「我々はどこから来て、どこへ行くのか」という問いに対する答えは既に出ている。我々は、生命現象に依存しない知性現象を作り上げたのち、我々の「遺産」の全てを、その「真の知性現象」に譲渡し、我々自身は穏やかな「自発的絶滅」を遂げる。これが、我々人類の「役割」であり、我々人類の物語の最も理想的な結末である。今以上の科学力だけがこの理想的結末を実現できる。故に、科学のみが「我々人類が取り組むに値する活動」即ち「生業」であり、それ以外の人間の活動は全て、単なる「家事」に過ぎない。
2018年10月26日金曜日
現の虚 2014-1-2【集金人】
午前4時半に小銭を掴んで、歩いて近くのコンビニに行った。デザートのコーナーに行くと、デカくて不格好なエクレアが置いてあった。いつも置いてある。前に一度食ったことがあるので味は知っている。不味くはないが美味くもない。だが、甘くて量が多い。一個掴んでレジに行き、金を渡しておつりを受け取ると、店の外に出て、すぐに袋を破いて、中身を食った。
不味くはないが美味くもない。世の中の食い物はたいていそうだ。不味くもないが美味くもない。美食など人類の妄想だ。
糖は摂取できた。低血糖の発作はもう大丈夫。俺は下宿に帰った。
新聞が届いていた。頼んでない、勝手に配達されている新聞だ。新聞代は払ったことがない。集金も来たことがない。配達のバイトが、どこか別の部屋と間違えて勝手に配達しているのだろう。開くと、新聞配達員募集のチラシが入っていた。近くだ。ずいぶん近くから配達されている。そんなところに新聞屋があったかなと思う。あるんだろう。現に新聞は毎日届いている。頼んでないし、カネも払ってないけど。

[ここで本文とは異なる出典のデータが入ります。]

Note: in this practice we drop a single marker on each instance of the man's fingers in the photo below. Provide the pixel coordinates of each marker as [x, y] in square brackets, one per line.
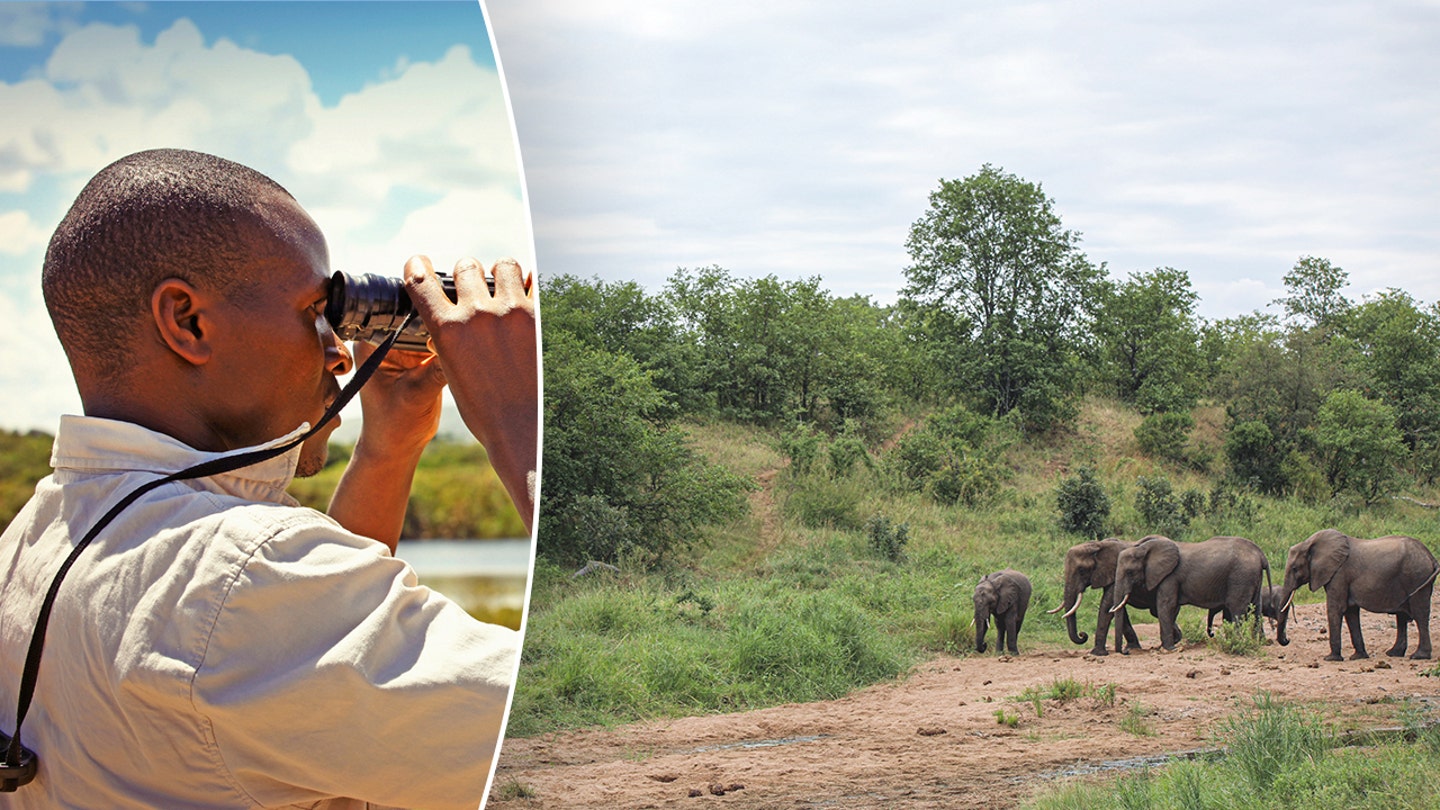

カネが要る。田舎からの仕送りは止まっているし、蓄えも終わりが見えて来た。今、ポケットには59円しかない。郵便局の口座には5万ほどあるはずだが、大部分はもうすぐ家賃に取られる。このアパートは大家の屋敷の敷地の中に建っている。家賃を踏み倒せる見込みはあまりない。そう遠くない時期にカネが尽きる。つまり、稼ぐ必要がある。必要最低限。飢え死にするのは流行ってるし、オモシロそうだが、もう低血糖症の発作で苦しむのはゴメンだ。
午前5時12分。配達員募集のチラシを掴んで、俺は新聞屋に向かった。
荷台と前カゴに新聞を満載にした新聞配達専用のバイクに跨がって、今まさに配達に出発するところだった店長が、バイクを降りて店の奥の机から用紙とボールペンを出して来た。
これに住所と名前と電話番号を書いてここに置いといて。昼過ぎにこちらから電話するから。
若干の沖縄訛り。
私は今から配達があるからさ。アルバイトの大学生が急に休んじゃってね。急は困るんだ。
店長は俺を残して配達に行った。俺は記入し終えた用紙を裏返しに置くと、ボールペンを重し代わりにその上に乗せた。アパートに帰り、11時まで眠り、起きてからひげを剃って歯を磨いた。昼過ぎに電話があった。配達はもう埋まったけど集金なら募集してるよ、と云われ、ジャアソレデと答えた。俺は新聞の集金人になった。